微微甩甩头,把吴明的影子从脑海中赶走,看着自己在纸上写下的两行字,林佳久久没有移动视线。
吕庆元——铜烛台——覃勇。
阮福淳、魏冬冬——铜香炉——吕庆元。
究竟铜香炉落入吕庆元手中有没有经过覃勇的手?
林佳没有考虑吕庆元手中的铜香炉是受人委托暂时保存,还是通过其他渠道得到的问题,也没有考虑委托他保存铜香炉之人的用意何在。她首先急于要搞清楚的一点是,吕庆元对徐忠良所说的钱姓或者秦(覃)姓之人的话到底是真是假,以及那人会不会就是覃勇。
如果是真话,而且那人就是覃勇,两人之间是否认识或者熟识?
假如两人仅仅是认识,就不可能是覃勇委托吕庆元来保存铜香炉,这不合常情。
假如两人不仅认识而且熟识,那么如何解释吕庆元把铜烛台卖给周伟,最终又被覃勇买走这一现象?明显是画蛇添足,直接卖给覃勇不好吗,岂不还避免了被周伟从中再赚上一笔?
如果吕庆元说的是假话,也就是说委托吕庆元保存铜香炉的人不是覃勇,那么吕庆元口中的钱姓或者秦(覃)姓之人又会是谁?
当然,还有一种可能不能排除——吕庆元对徐忠良说的话正如徐忠良所说,纯属吕庆元随意捏造的一个不想把铜香炉送给徐忠良的借口,根本就不存在什么钱姓或者秦(覃)姓之人委托他保存铜香炉这么回事。
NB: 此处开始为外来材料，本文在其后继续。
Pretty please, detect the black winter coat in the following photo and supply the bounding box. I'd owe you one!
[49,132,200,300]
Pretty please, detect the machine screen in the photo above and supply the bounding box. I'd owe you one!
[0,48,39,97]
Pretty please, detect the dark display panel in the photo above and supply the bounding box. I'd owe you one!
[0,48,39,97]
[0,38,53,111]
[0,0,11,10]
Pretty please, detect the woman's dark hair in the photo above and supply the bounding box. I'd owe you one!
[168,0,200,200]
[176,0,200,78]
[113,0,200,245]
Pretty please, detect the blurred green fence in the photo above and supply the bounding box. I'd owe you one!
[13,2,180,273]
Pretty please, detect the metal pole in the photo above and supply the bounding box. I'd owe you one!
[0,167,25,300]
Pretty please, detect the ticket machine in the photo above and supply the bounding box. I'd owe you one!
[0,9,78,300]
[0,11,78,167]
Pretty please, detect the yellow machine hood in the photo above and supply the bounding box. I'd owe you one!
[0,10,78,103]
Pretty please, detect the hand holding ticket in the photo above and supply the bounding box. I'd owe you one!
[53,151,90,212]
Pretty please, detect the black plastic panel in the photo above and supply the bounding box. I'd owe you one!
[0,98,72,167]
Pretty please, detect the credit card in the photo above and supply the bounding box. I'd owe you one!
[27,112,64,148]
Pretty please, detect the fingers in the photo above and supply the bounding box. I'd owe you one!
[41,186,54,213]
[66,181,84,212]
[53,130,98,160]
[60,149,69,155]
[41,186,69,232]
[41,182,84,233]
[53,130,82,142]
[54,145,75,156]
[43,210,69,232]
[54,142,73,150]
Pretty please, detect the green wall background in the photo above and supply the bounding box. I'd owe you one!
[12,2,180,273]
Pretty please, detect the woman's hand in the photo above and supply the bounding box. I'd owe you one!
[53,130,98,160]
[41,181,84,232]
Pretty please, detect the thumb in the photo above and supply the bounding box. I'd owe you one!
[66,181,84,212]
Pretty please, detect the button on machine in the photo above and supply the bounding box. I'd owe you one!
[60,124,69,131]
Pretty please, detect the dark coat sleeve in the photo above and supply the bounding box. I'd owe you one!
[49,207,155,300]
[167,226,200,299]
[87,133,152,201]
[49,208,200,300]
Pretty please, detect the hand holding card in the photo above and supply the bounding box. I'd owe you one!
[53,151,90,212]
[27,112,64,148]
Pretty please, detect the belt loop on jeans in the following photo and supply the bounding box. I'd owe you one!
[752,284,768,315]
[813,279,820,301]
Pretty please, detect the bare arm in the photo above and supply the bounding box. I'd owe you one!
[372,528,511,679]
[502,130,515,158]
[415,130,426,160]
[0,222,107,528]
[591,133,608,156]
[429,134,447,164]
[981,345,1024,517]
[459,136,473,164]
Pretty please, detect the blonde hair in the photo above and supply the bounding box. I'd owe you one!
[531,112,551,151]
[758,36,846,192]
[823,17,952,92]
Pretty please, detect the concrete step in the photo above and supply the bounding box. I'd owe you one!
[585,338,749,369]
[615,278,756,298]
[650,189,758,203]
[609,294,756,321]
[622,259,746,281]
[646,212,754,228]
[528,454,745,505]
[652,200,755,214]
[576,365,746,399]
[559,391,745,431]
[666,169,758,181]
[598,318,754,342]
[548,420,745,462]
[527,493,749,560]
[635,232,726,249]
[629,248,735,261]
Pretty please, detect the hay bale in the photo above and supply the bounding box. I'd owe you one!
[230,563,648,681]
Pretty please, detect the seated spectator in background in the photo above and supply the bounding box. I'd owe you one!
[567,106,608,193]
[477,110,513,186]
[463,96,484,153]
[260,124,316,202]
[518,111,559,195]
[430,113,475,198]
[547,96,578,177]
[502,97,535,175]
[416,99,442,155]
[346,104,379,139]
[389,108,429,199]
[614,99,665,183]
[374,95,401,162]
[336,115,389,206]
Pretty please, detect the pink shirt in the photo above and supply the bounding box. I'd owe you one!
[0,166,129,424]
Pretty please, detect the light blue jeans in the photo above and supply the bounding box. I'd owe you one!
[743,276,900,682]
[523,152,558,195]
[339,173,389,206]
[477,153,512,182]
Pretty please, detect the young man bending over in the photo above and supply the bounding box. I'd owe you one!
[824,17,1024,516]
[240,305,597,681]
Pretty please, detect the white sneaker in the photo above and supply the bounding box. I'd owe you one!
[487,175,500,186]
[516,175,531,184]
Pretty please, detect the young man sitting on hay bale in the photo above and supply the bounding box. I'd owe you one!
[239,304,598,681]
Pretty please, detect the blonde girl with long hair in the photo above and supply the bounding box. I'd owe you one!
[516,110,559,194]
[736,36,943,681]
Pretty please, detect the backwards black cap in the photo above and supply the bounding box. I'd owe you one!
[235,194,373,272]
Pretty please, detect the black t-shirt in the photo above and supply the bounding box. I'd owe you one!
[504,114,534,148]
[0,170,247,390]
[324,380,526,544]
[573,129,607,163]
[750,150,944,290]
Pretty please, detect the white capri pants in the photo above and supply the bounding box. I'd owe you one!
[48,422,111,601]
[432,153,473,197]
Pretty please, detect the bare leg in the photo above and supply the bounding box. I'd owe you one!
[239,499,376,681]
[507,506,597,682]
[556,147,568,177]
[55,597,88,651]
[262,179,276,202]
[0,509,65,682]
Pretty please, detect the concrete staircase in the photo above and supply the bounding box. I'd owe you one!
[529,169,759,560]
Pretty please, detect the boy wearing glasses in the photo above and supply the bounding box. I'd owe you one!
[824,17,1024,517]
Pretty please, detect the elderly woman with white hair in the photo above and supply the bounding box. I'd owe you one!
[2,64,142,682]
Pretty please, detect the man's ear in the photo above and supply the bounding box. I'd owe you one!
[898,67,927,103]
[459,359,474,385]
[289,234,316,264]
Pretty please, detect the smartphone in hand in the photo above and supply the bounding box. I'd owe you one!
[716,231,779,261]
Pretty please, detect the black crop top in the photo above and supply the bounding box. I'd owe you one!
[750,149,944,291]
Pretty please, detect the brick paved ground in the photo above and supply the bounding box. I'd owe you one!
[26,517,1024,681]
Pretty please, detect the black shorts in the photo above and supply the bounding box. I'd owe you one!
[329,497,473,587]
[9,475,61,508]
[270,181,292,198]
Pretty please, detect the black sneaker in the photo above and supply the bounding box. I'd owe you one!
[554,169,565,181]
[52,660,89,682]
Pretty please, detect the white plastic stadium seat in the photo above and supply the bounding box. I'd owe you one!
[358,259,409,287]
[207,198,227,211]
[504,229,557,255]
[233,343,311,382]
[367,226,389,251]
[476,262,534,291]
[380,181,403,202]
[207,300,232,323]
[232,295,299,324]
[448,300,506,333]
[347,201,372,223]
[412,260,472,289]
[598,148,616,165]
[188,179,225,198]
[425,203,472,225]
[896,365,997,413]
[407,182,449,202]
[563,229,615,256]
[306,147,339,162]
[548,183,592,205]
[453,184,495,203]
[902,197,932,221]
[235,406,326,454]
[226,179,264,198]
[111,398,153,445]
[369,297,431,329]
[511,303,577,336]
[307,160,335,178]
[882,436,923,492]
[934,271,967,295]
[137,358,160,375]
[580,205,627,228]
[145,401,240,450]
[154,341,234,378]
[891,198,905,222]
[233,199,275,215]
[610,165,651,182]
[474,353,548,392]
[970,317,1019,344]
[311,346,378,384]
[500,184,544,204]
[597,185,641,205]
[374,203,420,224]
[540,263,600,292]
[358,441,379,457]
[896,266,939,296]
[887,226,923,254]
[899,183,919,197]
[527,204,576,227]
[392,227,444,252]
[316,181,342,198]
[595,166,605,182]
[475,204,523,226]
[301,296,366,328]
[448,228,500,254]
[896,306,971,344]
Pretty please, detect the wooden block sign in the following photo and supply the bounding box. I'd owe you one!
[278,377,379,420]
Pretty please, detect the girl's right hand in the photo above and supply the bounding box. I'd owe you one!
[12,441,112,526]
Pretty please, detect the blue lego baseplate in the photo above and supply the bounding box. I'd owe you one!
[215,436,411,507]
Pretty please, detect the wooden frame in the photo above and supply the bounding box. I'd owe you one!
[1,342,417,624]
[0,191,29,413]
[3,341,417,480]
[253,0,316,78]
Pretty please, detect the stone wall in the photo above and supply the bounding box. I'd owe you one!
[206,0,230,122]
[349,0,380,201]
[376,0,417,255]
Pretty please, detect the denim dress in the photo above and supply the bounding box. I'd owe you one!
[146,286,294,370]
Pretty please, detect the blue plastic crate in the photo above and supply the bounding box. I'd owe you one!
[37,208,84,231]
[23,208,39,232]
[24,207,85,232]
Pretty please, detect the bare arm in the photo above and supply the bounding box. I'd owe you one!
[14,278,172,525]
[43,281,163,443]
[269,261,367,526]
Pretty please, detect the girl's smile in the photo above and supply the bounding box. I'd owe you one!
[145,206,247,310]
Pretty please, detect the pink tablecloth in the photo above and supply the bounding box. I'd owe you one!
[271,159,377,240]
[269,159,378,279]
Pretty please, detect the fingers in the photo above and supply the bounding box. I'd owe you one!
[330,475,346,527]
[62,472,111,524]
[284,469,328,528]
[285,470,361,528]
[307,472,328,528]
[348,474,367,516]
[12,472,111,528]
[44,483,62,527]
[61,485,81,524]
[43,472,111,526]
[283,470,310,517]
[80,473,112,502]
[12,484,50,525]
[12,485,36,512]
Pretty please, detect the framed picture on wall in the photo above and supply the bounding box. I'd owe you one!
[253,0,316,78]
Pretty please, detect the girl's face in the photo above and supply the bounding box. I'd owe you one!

如此就又出现了两种可能。其一是魏冬冬与阮福淳亲手,或者委托他人把铜香炉交到吕庆元手中。其二是魏冬冬和阮福淳把到手的铜香炉卖给了吕庆元,亦或者经过几次倒手最终才到了吕庆元手中。
只是最后这种可能,不符合来自郇建国对吕庆元平时生活习性的调查结果。一个非常节俭的人,怎么可能花大价钱去买一只铜香炉呢?若说纯属出于对古董的喜爱,也许放在别人身上有可能,但绝不适合吕庆元。不然的话,他就不会卖掉那个铜烛台。若非要说吕庆元卖掉铜烛台是为了凑钱买铜香炉,也完全站不住脚。要知道吕庆元的退休工资存折上可是有高达22万元的存款,而且足有五年都没动过其中一分钱。
将身体依靠在身后的椅背上,左手手心里把玩着吴明送的那枚蓝宝石,林佳脑海中走马灯般交替出现:阮福淳、吕庆元、覃勇三人的名字,以及铜烛台和铜香炉两件古董。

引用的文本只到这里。